Drous (Noélie): Aux mères (1914)
Noélie Drous
Aux mères (1914)
Femme, suis ton destin..."L'homme est un loup pour l'homme."
Il incendie, il tue, il égorge, il assomme,
Du sanglant Colisée élargit l'horizon
Qui, de Néron, soûla pourtant la déraison!
Fait monter dans l'arène aux limites lointaines
Une âcre odeur de sang, d'exhalaisons humaines,
Et de poudre, et de feu, de mort et d'hôpital,
Le courroux du lion et le cri du chacal,
Les hymnes des combats, les sifflements des balles,
Le bruit sourd de l'airain, le galop des cavales,
Le cliquetis du sabre au choc des éperons
Et les cris belliqueux dans l'accent des clairons,
Des tigres, laissant choir l'écume de leur rage
Dans le sol entr'ouvert par l'horrible carnage...
De ce sol, parcouru de douloureux frissons,
D'où la pourpre a chassé l'or mouvant des moissons,
Le râle des mourants, dont les chairs pantelantes
Et le sang répandu font des taches fumantes,
Monte, plus haut encore, en un suprême appel,
En un dernier recours à ton coeur maternel!
Femme, ce cri tragique à travers la bataille,
Ce cri de ton petit qu'arrache la mitraille,
Ce regard qui se voile en rentrant dans la nuit,
Fais-les surgir, demain, de l'ombre qui les suit.
Quand ta main n'aura plus à panser de blessure,
Lorsque le froid, vaincu, calmera sa morsure
Et quand les survivants reviendront sous nos toits,
Achève ton devoir: clame bien haut tes droits.
Reprends la lutte active avec persévérance,
Sans trève ni lenteur, sans une défaillance /sic/.
Poursuis ton idéal, prends place dans le rang,
Afin qu'à l'avenir chaque goutte de sang
Dont tu connais le prix, lourde dans la balance,
Fasse fléchir la Force en dépit de la lance.

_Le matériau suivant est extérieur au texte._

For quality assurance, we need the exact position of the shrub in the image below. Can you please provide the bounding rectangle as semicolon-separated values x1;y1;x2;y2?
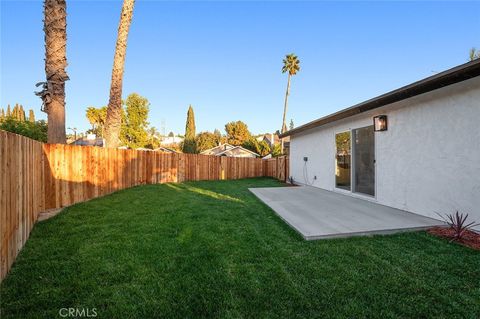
437;210;480;241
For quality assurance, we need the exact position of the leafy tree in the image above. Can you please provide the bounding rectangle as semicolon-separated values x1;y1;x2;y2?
281;53;300;152
145;126;160;149
182;105;196;153
225;121;252;145
469;48;480;61
12;103;25;121
0;116;48;142
119;93;150;148
195;132;219;152
28;109;35;123
86;106;109;137
36;0;69;144
104;0;138;147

Fais valoir la Justice, apporte ton avis:
Ceux que l'homme écouta, qu'il a si bien suivis,
Qui flattent à l'envi son orgueil intraitable.

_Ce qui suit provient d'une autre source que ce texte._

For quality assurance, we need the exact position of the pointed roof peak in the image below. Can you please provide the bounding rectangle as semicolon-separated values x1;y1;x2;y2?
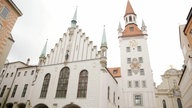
101;25;107;47
125;0;136;16
39;39;48;58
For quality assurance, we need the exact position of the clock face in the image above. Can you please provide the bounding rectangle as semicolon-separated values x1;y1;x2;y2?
130;58;141;74
129;40;138;48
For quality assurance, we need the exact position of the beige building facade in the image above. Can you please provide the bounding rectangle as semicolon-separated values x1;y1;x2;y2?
0;0;22;70
179;8;192;108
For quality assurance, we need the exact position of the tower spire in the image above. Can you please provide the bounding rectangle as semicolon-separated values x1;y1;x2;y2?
39;39;48;58
71;7;77;27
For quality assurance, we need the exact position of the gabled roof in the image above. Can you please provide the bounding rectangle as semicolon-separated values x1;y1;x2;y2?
108;67;121;78
122;24;144;37
125;0;136;16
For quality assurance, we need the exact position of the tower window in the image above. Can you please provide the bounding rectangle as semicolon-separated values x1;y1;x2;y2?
127;58;131;64
129;16;132;22
134;95;142;106
128;81;132;88
128;69;132;76
126;47;131;52
137;46;141;52
0;7;9;18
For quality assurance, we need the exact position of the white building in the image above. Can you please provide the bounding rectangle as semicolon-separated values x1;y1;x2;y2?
155;68;183;108
0;1;155;108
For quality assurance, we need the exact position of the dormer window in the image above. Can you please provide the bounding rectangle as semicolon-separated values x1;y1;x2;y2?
129;16;132;22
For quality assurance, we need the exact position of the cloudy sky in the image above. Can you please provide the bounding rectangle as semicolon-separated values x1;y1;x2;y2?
8;0;192;84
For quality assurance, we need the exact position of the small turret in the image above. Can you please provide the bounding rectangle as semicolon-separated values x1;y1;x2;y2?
100;26;107;67
117;22;123;36
141;20;147;34
39;40;48;66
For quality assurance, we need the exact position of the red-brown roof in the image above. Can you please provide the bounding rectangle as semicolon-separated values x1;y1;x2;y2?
108;67;121;77
122;24;144;37
125;0;136;16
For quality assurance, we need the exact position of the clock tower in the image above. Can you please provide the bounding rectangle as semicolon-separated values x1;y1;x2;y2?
118;1;155;108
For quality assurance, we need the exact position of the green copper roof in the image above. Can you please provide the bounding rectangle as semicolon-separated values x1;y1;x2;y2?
40;40;48;58
101;26;107;47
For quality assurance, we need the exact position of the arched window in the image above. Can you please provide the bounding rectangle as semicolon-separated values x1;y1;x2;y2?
129;16;132;22
55;67;70;98
177;98;183;108
163;100;167;108
77;70;88;98
40;73;51;98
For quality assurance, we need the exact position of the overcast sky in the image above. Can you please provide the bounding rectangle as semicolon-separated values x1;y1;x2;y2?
8;0;192;84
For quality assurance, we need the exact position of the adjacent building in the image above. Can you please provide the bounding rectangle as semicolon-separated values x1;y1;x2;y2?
0;1;159;108
155;68;183;108
179;8;192;108
0;0;22;70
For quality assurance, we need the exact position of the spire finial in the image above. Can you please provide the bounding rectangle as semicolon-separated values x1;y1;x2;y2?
101;25;107;47
71;6;77;27
39;39;48;58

L'homme les lui donna. Mais toi, l'indésirable,
Qui ne pus faire entendre un seul des battements
De ton coeur déchiré dans l'air des parlements,
Tu souffres dans ta chair, tu dévores tes larmes
En envoyant ton fils châtier par les armes
Des mères comme toi dont le pouvoir affreux
Est d'enfanter aussi dans l'effort douloureux!
Femme, ton heure tinte...Arrache ton suaire...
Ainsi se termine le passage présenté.